The Clovis Community College board of trustees Wednesday selected Becky Rowley to replace John Neibling as college president.
Neibling is retiring in August after five years as president.
Rowley, CCC’s executive vice president, was elected by a 5-0 vote. She was the only person considered for the job, said Board Chairman Charles Guthals.
“I have no reservations about Becky’s ability,” Guthals said. “Becky brings a lot to the table with experience, she is well-known in the area and state, she is from a well-known local family and she is well-versed in college life.”
Rowley, 46, has been at CCC for 19 years —12 of those as executive vice president.
“She is a good person to have at the helm because of her passion and capability,” Guthals said.
Rowley will be the fourth president of the college.
“I’m excited and I feel a sort of overwhelming sense of responsibility,” Rowley said. “I’m honored at the trust from board.”
Neibling is retiring to move back to Arizona and be near his first grandson. He makes about $144,000 a year.
“I think she will do a wonderful job,” Neibling said. “She has done an excellent job in her role as executive vice president.

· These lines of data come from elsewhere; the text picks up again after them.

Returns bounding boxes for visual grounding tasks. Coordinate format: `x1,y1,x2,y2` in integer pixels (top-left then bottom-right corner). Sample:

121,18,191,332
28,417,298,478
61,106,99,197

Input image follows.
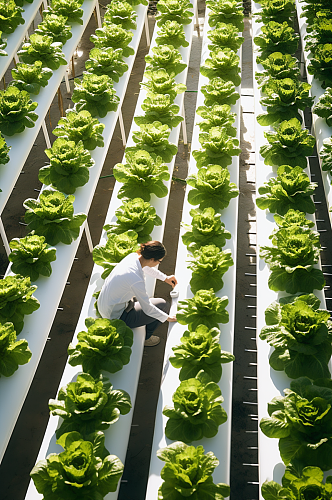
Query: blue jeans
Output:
120,298,170,340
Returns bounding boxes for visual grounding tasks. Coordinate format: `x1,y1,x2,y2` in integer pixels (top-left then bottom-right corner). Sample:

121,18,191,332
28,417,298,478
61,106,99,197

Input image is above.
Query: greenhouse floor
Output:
0,0,314,500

As the retiring president, it’s a good feeling to know CCC will be in the hands of someone as capable as Becky Rowley.”
The board and Rowley will be negotiating a new contract over the next month for approval by the board at their next trustee’s meeting May 4.

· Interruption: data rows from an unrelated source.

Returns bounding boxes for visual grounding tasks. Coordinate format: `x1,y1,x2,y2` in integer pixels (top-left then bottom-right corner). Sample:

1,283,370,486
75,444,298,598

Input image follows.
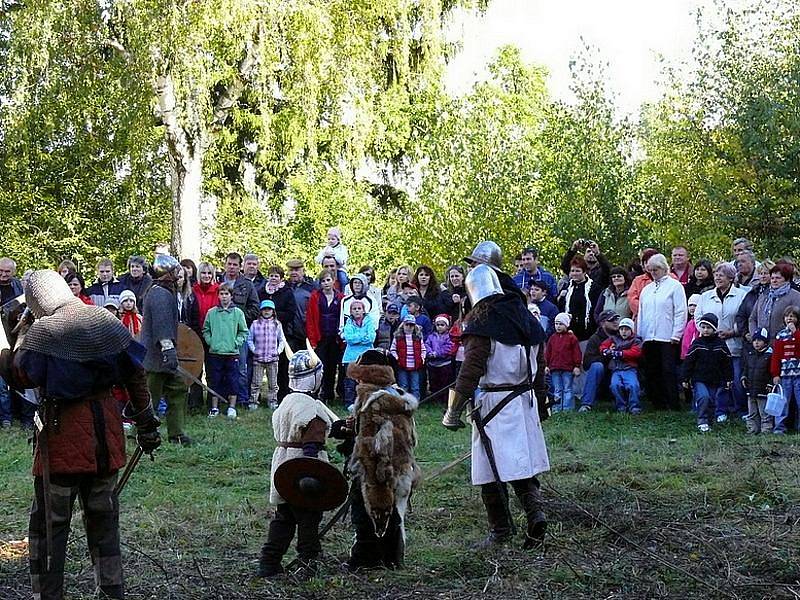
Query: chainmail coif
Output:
20,270,133,361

Rowley’s salary is now about $126,700 a year.
Rowley was a finalist for the position when the board conducted a national search for a president in 2005 that resulted in Neibling’s selection. She served as interim president during that time.
Rowley said one of her current points of focus will continue with her when she steps up to the president role. The college is in the middle of the accreditation process and Rowley is the chairman of the accreditation board. She said she plans to retain the position while making the transition to becoming the president.
Rowley said she plans to improve on morale campuswide.
“Everyone knows our budget has been cut. All community colleges around the state are facing cuts. It gets tough,” she said.
Rowley said she plans to balance budget cuts with essential services.
“We’re not in some kind of survival mode,” she said. “We have the ability and plans to set up new initiatives.”
Rowley said the college can receive additional funding through grants and federal programs.
“It’s important to keep our services at the same level,” Rowley said. “We have to maintain the same quality that we have.”
Rowley said she knew wanted to go into education at age 15. A high school English teacher challenged her to read as much as possible.
“She had the ability to instill the desire to learn new things and explore new things and expand your own horizons and I realized how important that is,” Rowley said.
Rowley holds a doctorate degree in English literature. She was hired as a full time English instructor at CCC in 1993 and began teaching dual-credit and Internet television courses.
Rowley continues to teach two dual-credit English classes.